Benjamin Agrispin, Plaintiff,
v
31 East 12th Street Owners, Inc., et al., Appellants, and Fiona Duff, Respondent, et al., Defendant.

—[*1] Smith Mazure Director Wilkins Young & Yagerman, P.C., New York (Anna A. Higgins of counsel), for appellants. Michael G. Kruzynski, Riverhead, for respondent.

Order, Supreme Court, Bronx County (Howard R. Silver, J.), entered April 9, 2009, which granted defendant Fiona Duff's motion for summary judgment dismissing the cross claims of defendants 31 East 12th Street Owners and Buchbinder & Warren for contractual and common-law indemnity as against her, unanimously affirmed, with costs.

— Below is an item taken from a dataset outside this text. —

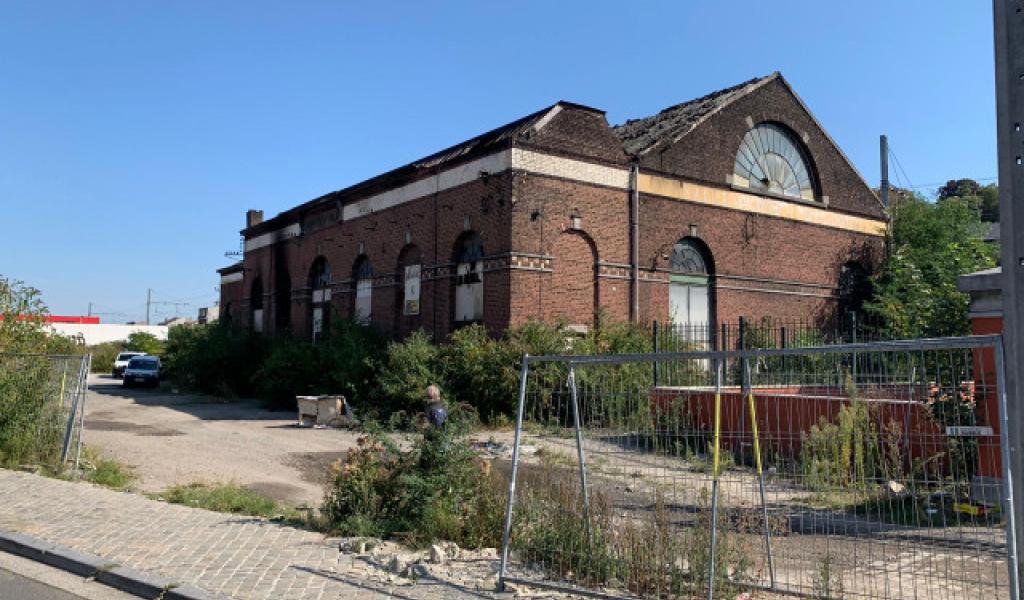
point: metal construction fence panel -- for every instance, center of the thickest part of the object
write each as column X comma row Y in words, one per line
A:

Plaintiff window washer fell while cleaning the outside of a window in Duff's cooperative apartment. He testified that the clip of his safety belt slipped from an anchor post affixed to the facade of the building. It is undisputed that Duff's proprietary lease placed the obligation to maintain the building's structural components on defendants. Contrary to defendants' contention, there is no evidence in the record that raises an issue of fact whether any act or omission by Duff caused plaintiff's injuries and triggered the indemnity provisions of the lease. Duff hired plaintiff's employer, but she did not control or supervise plaintiff's work. Plaintiff's employer provided the safety equipment plaintiff used, which plaintiff inspected before beginning work and found both adequate and fully functional.

Defendants contend that plaintiff's injuries were caused by Duff's failure to comply with Labor Law § 202 and provide plaintiff with a safe means of cleaning her windows, as required by the "Window Cleaning" provision of the lease (¶ 30). However, their theory that there was a defect in plaintiff's safety belt is unsupported by any evidence.

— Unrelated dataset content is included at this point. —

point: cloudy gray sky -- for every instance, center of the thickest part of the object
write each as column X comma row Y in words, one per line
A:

Contrary to the motion court's conclusion, the "Indemnity" provision of the lease (¶ 11) did not violate General Obligations Law § 5-321, since it did not obligate Duff to indemnify defendants for injury caused by their negligence. Paragraph 11 required Duff to indemnify defendants for injury caused by their negligence only when defendants were acting as agents for her, as provided in the lease, in which circumstance their negligence would be imputed to Duff. [*2]However, defendants' contention that they raised an issue of fact whether paragraph 11 was triggered by plaintiff's "visiting" in Duff's apartment, as that paragraph provided, is unsupported by any evidence that plaintiff was doing anything other than cleaning Duff's windows.

We have considered defendants' remaining arguments and find them unavailing. Concur—Tom, J.P., Saxe, Catterson, Renwick and DeGrasse, JJ.